GPA Europe '19: Optimizing pipeline design using AI

Adrienne Blume, Editor, Gas Processing & LNG and Executive Editor, Hydrocarbon Processing

AMSTERDAM—On Day 3 of GPA Europe's Spring Conference, Andrew Lewis of Augmented Engineering shared a presentation on the use of artificial intelligence (AI) to optimize pipeline network design.

Mr. Lewis started off by stating, "The hypothesis is that we needlessly spend too much money on pipelines because there are no optimization options in the early phases of design. If we could just save 1%, that would represent a considerable cost savings."

Pipeline cost factors. The main cost drivers for pipeline design are pipeline length, diameter and wall thickness. Changes in one parameter often require changes in the others. Pressure may also need to be increased, which can have further impacts on one or more of the other variables.

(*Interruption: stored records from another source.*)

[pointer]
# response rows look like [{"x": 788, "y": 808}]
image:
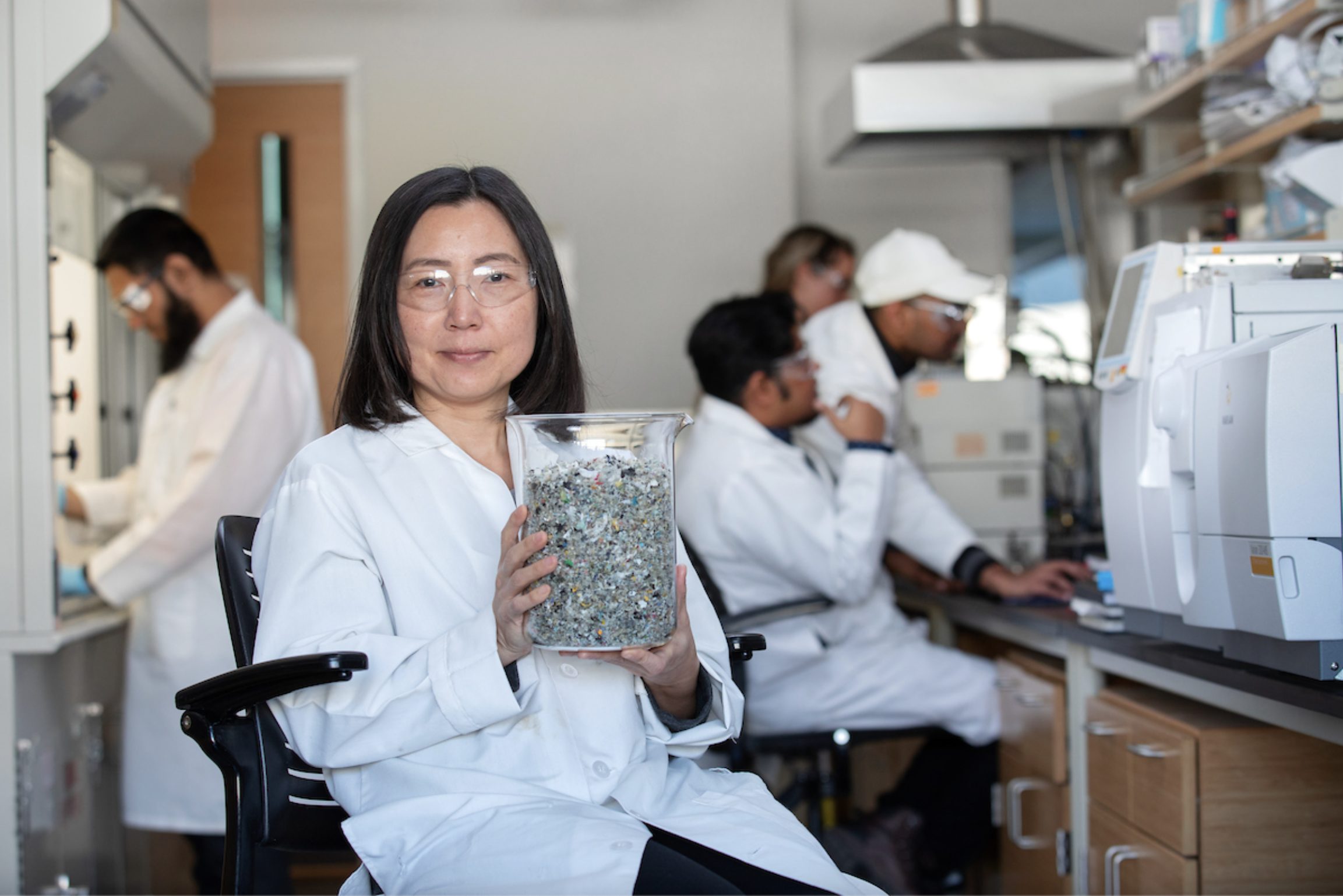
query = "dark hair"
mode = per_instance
[
  {"x": 738, "y": 337},
  {"x": 805, "y": 244},
  {"x": 376, "y": 376},
  {"x": 143, "y": 239}
]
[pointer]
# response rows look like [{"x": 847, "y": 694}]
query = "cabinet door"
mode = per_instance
[
  {"x": 1164, "y": 784},
  {"x": 1123, "y": 862},
  {"x": 1107, "y": 759},
  {"x": 1033, "y": 718},
  {"x": 1035, "y": 817}
]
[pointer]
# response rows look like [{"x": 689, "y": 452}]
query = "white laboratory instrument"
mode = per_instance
[
  {"x": 1220, "y": 449},
  {"x": 982, "y": 447}
]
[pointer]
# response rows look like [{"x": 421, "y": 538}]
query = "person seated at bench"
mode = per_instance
[
  {"x": 774, "y": 523},
  {"x": 468, "y": 761}
]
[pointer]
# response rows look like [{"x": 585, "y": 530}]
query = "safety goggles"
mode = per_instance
[
  {"x": 833, "y": 277},
  {"x": 136, "y": 297},
  {"x": 797, "y": 366},
  {"x": 947, "y": 313}
]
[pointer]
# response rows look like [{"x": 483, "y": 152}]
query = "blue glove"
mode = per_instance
[{"x": 73, "y": 581}]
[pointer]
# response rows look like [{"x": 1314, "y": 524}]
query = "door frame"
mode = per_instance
[{"x": 344, "y": 70}]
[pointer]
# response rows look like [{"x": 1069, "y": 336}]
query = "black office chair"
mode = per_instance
[
  {"x": 273, "y": 797},
  {"x": 826, "y": 781}
]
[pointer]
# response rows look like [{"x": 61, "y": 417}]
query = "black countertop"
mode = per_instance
[{"x": 1060, "y": 622}]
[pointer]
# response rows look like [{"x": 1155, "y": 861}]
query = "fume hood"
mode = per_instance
[
  {"x": 997, "y": 84},
  {"x": 128, "y": 82}
]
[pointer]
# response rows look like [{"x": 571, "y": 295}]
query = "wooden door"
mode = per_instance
[
  {"x": 225, "y": 203},
  {"x": 1122, "y": 860},
  {"x": 1035, "y": 817}
]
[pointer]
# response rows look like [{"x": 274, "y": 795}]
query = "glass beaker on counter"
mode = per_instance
[{"x": 602, "y": 488}]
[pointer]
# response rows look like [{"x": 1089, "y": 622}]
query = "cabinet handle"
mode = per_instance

Route is another major factor in determining the cost of pipeline design, Lewis said. Although many possible routes exist, only one route results in the minimum cost. However, the best and least expensive route may not emerge from a manual comparison of different routes over different terrains and pressure requirements.

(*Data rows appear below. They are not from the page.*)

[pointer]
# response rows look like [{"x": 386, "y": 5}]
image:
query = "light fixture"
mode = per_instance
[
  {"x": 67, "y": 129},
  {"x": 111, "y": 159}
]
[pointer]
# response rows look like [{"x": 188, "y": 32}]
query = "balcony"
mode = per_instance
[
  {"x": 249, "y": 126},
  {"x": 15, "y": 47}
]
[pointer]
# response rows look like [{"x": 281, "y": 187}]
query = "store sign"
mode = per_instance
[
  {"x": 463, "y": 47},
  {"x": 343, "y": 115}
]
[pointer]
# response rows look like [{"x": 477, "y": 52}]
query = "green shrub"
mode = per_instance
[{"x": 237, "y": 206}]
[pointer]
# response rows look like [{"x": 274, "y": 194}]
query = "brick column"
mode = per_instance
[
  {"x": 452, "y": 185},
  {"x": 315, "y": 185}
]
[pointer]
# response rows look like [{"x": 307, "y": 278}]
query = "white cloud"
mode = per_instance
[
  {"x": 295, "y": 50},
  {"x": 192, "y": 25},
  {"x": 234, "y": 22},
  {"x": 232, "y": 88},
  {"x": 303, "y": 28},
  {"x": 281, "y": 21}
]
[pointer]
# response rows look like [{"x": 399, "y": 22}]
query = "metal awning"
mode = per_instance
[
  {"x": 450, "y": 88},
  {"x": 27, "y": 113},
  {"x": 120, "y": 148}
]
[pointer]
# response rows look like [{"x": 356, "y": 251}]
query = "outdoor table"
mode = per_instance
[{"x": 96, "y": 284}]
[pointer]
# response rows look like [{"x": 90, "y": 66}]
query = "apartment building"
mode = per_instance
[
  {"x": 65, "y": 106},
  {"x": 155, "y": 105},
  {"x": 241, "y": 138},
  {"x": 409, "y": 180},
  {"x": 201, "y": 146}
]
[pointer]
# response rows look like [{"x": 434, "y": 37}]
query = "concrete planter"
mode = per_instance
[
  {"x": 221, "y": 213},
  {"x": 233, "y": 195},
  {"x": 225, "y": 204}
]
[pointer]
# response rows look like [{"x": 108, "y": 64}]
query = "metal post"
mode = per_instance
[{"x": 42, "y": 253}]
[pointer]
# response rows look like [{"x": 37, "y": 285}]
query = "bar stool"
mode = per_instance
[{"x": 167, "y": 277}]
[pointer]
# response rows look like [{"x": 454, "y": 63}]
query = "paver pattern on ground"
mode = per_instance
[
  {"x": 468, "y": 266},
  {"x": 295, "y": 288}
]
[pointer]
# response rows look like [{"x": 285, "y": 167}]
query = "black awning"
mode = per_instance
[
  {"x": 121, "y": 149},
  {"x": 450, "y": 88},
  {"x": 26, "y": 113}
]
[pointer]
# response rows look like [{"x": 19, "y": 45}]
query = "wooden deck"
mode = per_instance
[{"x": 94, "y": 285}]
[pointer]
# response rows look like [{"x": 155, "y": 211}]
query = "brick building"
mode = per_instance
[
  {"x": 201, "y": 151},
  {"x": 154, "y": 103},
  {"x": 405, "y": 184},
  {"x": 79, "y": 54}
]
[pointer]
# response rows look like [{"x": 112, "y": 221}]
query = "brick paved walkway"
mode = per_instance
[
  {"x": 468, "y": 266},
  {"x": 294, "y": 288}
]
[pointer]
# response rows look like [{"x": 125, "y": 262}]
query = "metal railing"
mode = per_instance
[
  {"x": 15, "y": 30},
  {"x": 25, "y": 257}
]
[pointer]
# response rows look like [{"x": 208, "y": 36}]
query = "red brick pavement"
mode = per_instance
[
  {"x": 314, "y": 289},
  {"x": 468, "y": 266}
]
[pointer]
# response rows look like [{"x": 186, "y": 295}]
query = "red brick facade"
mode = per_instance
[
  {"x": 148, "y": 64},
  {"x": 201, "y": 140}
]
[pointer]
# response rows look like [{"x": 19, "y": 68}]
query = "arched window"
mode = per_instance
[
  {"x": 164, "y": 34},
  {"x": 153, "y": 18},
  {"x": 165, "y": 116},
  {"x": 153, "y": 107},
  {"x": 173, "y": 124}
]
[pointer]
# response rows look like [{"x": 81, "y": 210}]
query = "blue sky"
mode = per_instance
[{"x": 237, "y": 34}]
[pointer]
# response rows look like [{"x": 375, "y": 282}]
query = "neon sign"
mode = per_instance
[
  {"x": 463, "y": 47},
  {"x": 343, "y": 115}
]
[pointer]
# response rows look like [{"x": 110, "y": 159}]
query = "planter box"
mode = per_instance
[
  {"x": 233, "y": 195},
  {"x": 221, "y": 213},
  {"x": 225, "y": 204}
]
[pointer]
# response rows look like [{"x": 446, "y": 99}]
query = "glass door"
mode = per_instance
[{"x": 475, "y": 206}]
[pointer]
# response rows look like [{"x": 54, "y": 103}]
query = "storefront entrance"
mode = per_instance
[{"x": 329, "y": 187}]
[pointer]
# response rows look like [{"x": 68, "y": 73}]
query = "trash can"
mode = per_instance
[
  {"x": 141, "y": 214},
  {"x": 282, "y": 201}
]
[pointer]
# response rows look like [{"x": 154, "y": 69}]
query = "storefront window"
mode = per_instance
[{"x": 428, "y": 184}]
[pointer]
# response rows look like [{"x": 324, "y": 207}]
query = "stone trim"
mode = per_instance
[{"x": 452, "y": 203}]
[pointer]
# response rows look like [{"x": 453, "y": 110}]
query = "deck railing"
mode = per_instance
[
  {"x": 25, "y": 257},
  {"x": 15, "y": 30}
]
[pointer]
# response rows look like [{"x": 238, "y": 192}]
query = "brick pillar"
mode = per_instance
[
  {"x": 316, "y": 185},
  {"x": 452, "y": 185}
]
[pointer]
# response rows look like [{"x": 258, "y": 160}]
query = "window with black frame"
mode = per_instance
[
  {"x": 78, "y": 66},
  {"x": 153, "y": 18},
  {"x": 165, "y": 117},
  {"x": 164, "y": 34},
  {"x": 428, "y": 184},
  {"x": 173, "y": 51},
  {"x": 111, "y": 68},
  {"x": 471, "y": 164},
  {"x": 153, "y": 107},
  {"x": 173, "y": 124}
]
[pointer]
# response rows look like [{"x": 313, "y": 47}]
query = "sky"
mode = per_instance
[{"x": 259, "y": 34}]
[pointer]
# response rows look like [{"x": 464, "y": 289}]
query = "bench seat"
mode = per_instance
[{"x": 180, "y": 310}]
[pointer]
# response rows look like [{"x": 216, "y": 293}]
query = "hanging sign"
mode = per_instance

Algorithms for optimizing design. Pipetimize algorithms offered by Augmented Engineering utilize digitalized data (i.e., pipeline material cost, installation cost, geospatial data and pressure loss data) to calculate the most cost-efficient pipeline route.

If the pipeline is to be connected to a second well, the most optimum location for the tee must be determined. The Pipetimize algorithm automatically determines the least expensive configuration for a range of arrival pressures, Lewis explained. If three or more wells are considered, the number of possible configurations increases exponentially. Here, genetic algorithms can be used to calculate the best options of many.

However, manually tuning heuristics factors is time-consuming and complex. Machine learning and AI techniques can be applied to discover which heuristics factors are optimal. This minimizes the computation time required, while still discovering the optimum configuration for pipeline design with multiple wells.

Additional site design elements. OPEX and maintenance costs can be considered, and automated optimization can be performed to discover the maximum net present value (NPV). This approach to optimization for maximizing NPV can also be used to define optimum processing facility locations, optimum drill center locations and optimum reservoir profiles and phasing.

"We can find an optimum solution very quickly, and we can do this at the start of a project to determine where we should start looking [for the optimal route]. Going forward, this can be used for more detailed design," Lewis said.

The GPA Europe Spring Conference is taking place at the Shell Technology Center in Amsterdam, the Netherlands, from 15–17 May.